The Tragedy of Life Manifested

A few weeks ago I was in a thrift store looking through clothing. Two racks down a woman in her mid to late forties was complaining to her friend about her kid misbehaving. Therapy wasn’t working. He was apparently a pretty rebellious eight year old. I thought back to being a quiet and timid eight year old and wondered what such a young kid had to be rebellious about.

“Ever since he found out I have cancer he doesn’t listen to me”. Well now I get it.

You can tell the woman is damaged, and I mean beyond her cancer diagnosis. She doesn’t speak intelligently and one gets the feeling that she has—and has always had—a broken life.
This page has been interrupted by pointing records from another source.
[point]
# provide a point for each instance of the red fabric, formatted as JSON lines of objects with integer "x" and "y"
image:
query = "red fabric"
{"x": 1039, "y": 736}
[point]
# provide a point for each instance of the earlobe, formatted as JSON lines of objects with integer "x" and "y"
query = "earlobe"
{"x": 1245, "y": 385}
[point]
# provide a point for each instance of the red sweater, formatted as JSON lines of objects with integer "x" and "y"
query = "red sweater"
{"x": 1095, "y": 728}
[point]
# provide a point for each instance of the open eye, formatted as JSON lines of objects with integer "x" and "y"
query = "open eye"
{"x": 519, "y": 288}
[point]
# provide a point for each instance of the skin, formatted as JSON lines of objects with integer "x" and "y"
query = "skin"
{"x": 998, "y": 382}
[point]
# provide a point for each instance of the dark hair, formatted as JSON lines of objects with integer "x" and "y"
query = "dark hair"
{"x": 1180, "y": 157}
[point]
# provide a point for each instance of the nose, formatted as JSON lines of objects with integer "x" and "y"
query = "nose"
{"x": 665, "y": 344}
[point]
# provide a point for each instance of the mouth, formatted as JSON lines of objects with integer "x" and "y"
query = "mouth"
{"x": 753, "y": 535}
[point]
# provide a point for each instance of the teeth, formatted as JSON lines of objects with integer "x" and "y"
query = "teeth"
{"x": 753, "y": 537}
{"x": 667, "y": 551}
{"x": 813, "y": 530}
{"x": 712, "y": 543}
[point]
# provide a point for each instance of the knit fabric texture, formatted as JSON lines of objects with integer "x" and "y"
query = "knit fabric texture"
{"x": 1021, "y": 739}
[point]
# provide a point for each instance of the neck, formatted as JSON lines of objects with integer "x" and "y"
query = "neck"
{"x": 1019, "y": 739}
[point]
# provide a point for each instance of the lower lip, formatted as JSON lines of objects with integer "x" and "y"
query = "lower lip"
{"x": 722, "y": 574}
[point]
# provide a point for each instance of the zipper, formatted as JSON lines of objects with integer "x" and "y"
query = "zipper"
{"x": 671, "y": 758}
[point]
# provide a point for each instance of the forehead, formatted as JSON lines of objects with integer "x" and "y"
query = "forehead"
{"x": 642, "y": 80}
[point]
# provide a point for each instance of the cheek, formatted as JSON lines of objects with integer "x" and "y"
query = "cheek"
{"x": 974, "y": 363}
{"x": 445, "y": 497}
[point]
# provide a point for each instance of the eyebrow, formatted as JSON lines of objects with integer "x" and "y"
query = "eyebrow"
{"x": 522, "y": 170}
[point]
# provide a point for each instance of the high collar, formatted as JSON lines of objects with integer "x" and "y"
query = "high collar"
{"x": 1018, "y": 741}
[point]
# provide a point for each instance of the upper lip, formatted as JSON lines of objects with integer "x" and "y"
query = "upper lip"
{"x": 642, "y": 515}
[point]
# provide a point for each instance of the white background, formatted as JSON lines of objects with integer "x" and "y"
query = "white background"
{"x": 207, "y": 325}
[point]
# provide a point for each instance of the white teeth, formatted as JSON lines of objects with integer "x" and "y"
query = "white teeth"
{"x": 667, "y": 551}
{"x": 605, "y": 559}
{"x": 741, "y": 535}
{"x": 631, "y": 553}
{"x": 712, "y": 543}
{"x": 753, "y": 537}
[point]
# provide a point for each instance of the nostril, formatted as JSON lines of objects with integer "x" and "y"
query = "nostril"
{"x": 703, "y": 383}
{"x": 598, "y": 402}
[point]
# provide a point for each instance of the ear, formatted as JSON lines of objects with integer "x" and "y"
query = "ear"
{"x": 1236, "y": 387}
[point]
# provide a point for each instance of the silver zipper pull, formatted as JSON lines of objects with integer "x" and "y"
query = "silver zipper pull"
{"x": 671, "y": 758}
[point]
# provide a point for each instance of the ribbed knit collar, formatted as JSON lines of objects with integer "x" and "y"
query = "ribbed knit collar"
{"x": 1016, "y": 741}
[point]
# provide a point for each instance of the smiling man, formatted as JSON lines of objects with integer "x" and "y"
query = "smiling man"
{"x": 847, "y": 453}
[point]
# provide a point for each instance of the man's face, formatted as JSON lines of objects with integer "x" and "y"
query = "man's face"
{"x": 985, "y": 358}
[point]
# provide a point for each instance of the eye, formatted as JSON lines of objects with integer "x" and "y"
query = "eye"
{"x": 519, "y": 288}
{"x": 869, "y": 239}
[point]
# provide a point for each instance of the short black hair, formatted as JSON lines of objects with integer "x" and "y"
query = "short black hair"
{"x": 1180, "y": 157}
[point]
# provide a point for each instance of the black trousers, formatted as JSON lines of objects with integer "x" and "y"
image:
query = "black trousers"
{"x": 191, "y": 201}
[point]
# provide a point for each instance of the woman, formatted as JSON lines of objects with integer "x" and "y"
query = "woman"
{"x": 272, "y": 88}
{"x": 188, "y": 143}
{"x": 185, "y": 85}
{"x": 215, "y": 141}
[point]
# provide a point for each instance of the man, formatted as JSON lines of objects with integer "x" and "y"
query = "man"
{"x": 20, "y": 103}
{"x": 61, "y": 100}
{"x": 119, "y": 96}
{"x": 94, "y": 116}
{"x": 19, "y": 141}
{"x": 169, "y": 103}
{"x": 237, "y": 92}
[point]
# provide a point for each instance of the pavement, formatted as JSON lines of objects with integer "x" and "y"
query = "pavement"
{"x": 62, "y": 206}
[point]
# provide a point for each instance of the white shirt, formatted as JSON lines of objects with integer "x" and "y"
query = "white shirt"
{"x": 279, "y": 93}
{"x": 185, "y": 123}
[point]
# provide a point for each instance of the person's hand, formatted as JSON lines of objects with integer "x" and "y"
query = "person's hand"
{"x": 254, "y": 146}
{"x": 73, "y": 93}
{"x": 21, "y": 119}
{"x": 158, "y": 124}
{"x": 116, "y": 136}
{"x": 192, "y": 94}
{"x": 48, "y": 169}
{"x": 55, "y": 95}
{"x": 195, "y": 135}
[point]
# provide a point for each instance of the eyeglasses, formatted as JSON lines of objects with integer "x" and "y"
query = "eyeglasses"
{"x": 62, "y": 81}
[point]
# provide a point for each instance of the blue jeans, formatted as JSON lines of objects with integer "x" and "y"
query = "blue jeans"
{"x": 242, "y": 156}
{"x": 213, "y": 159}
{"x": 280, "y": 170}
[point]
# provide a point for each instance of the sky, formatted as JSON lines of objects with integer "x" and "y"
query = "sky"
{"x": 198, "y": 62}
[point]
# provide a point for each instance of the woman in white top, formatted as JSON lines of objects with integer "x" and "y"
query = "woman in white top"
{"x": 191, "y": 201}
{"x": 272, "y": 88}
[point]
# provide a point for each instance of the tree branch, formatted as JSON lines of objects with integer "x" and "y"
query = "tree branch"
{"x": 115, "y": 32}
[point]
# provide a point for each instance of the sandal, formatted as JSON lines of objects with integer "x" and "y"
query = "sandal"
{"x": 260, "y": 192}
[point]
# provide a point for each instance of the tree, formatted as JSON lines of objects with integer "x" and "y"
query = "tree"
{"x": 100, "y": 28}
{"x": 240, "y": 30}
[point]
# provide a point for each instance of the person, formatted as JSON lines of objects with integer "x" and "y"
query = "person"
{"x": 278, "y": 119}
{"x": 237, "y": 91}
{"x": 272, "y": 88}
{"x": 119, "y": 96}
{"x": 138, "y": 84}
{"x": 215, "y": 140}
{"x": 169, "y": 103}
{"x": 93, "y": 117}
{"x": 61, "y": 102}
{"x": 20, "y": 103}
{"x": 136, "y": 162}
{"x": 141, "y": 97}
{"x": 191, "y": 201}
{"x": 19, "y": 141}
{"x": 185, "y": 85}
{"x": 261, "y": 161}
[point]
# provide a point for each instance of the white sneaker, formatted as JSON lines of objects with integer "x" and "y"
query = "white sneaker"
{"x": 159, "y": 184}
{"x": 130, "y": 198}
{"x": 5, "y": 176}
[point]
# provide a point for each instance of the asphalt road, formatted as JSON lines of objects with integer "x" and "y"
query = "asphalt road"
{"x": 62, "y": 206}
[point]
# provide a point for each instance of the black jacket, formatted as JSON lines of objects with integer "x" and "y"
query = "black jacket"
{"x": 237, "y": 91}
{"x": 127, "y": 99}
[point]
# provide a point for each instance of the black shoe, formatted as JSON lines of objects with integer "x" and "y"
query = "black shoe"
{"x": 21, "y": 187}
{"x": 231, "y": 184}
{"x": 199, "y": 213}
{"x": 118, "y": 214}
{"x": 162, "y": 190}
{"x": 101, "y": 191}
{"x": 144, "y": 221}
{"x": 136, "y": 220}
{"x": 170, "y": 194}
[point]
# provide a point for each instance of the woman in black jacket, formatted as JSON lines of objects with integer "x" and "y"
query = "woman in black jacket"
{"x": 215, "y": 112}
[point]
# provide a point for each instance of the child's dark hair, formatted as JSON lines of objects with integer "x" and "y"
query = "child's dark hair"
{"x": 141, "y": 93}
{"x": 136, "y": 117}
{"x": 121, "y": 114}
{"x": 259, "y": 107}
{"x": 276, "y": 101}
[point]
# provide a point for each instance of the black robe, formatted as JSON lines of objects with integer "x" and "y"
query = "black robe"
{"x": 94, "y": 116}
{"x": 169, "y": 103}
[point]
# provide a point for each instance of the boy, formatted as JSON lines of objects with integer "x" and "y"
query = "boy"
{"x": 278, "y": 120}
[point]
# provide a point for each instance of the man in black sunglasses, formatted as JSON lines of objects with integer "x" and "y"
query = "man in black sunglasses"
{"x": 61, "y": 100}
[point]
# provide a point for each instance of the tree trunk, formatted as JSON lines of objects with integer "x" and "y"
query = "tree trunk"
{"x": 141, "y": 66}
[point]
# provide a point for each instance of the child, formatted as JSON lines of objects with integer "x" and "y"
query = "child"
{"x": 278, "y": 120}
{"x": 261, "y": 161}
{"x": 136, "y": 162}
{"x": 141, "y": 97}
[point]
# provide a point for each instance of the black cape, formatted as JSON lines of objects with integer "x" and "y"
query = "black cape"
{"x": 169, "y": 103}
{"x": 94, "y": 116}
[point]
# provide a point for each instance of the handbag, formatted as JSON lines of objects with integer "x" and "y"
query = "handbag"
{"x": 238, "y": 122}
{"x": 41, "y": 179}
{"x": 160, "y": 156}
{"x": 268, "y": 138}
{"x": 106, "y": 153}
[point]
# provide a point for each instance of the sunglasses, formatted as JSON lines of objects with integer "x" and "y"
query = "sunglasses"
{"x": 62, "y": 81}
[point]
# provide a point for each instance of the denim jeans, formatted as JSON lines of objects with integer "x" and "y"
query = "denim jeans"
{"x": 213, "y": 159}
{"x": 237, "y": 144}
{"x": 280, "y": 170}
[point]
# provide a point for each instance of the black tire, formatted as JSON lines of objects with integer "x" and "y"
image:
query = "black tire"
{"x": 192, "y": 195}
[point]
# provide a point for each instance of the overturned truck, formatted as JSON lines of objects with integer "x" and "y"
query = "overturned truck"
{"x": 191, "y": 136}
“Whenever he is mad at me he just tells me to go die. So now when he’s acting up I tell him to go die”. She says it like its something normal to say here in this store. You aren’t another kid at the playground saying mean things to him. You are his mother. He’s eight and you are his mother.

Her friend acts like this is normal.

I forget what I am doing. I just mechanically push each piece of clothing across the rack one by one while I listen to her talk.

I feel bad for the kid, just like any sane person would. But I’m also struggling with how to feel about the mother. Here’s this broken woman who has cancer and will probably die soon. Her son hates her for it. The person she should love most hates her because she is dying.

The tragedy of life manifested in this lady looking at clothes across from me. You almost want to curse God, the universe, and fate all at once. Especially for this kid who has done nothing wrong.

Even if cancer is something she can’t control, there were obviously things this woman was doing to make things worse. But then again how much did her shit childhood contribute to who she is today. Maybe her mother told her to go die when she was eight. Probably not.

I couldn’t listen to anymore of it so I left the store.

She will die soon and her son won’t have a mother. He will probably grow up broken and bitter. Broken and bitter people don’t become good parents.

As I get older life becomes both more beautiful and more tragic. For brief moments heaven is visible. Other times it seems to be an abyss.

I don’t know if there’s a moral to this story.